Maria Dillon, Anna Goloubkina : deux sculptrices exceptionnelles

Des origines sociales singulières

Ce tour d’horizon général de la situation des femmes sculpteurs en Russie ne serait pas complet si l’on n’évoquait pas le cas de celles d’entre elles qui ont, d’une façon ou d’une autre, réussi dans la carrière. Si l’on peut évoquer le cas de Vera Moukhina, Sarra Lebedeva ou Nadejda Krandievskaïa comme exemples de réussite professionnelle sous l’ère soviétique, elles n’ont cependant pas connu la notoriété avant la révolution. En revanche, on peut dire que Maria Dillon et Anna Goloubkina ont bénéficié d’une reconnaissance certaine dès l’Âge d’argent. La première fut acceptée dans les cercles artistiques mondains de l’époque, bénéficia de nombreuses commandes et récompenses, avant de sombrer dans un relatif oubli après la Révolution. La seconde, éternelle impécunieuse, mais estimée par les artistes et critiques qui connaissaient son œuvre, et aussi par un certain public, a été jusqu’à aujourd’hui considérée comme un des artistes majeurs de l’Âge d’argent. Mais il est intéressant de constater à quel point ces deux femmes se détachaient, par de nombreux points de biographie, de leurs consœurs artistes.
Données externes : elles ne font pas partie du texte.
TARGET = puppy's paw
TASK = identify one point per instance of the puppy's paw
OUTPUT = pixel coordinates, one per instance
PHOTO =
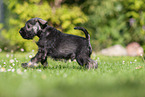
(92, 64)
(32, 64)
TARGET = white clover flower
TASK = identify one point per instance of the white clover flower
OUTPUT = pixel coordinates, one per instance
(9, 69)
(25, 70)
(65, 75)
(30, 56)
(39, 70)
(22, 50)
(19, 71)
(141, 54)
(13, 64)
(11, 61)
(7, 55)
(12, 55)
(135, 60)
(2, 69)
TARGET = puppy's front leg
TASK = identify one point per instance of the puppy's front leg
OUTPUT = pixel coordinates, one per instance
(41, 56)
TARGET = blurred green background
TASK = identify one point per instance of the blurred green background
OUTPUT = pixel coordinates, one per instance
(109, 22)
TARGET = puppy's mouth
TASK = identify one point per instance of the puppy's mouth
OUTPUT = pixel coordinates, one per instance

Tout d’abord, il est frappant de constater que ces deux femmes, qui ont le plus brillamment réussi à l’époque dans l’univers de la sculpture russe, ne sont pas issues de milieux sociaux particulièrement favorisés. Maria Dillon est fille d’un petit marchand lituanien[33], tandis qu’Anna Goloubkina est issue d’une famille de cultivateurs maraîchers de la province de Riazan, bourgade de Zaraïsk, ce qui lui vaudra d’ailleurs de devoir faire face à certains sarcasmes, par exemple du très snob Sergueï Diaguilev, ainsi que le rapporte Vassili Rozanov, relatant une conversation avec ce dernier autour de 1908 à propos de l’artiste :

Qui est-ce ?

– Une paysanne ! Qui tient un potager ! Elle est maintenant partie à Paris et elle étudie, à ce qu’il semble, auprès de Rodin – enfin, auprès d’un maître connu.

– Combien coûte ce portrait en marbre ? Mille roubles, quelque chose comme ça ?

– Vous êtes fou ? Deux cents, deux cent cinquante roubles[34] !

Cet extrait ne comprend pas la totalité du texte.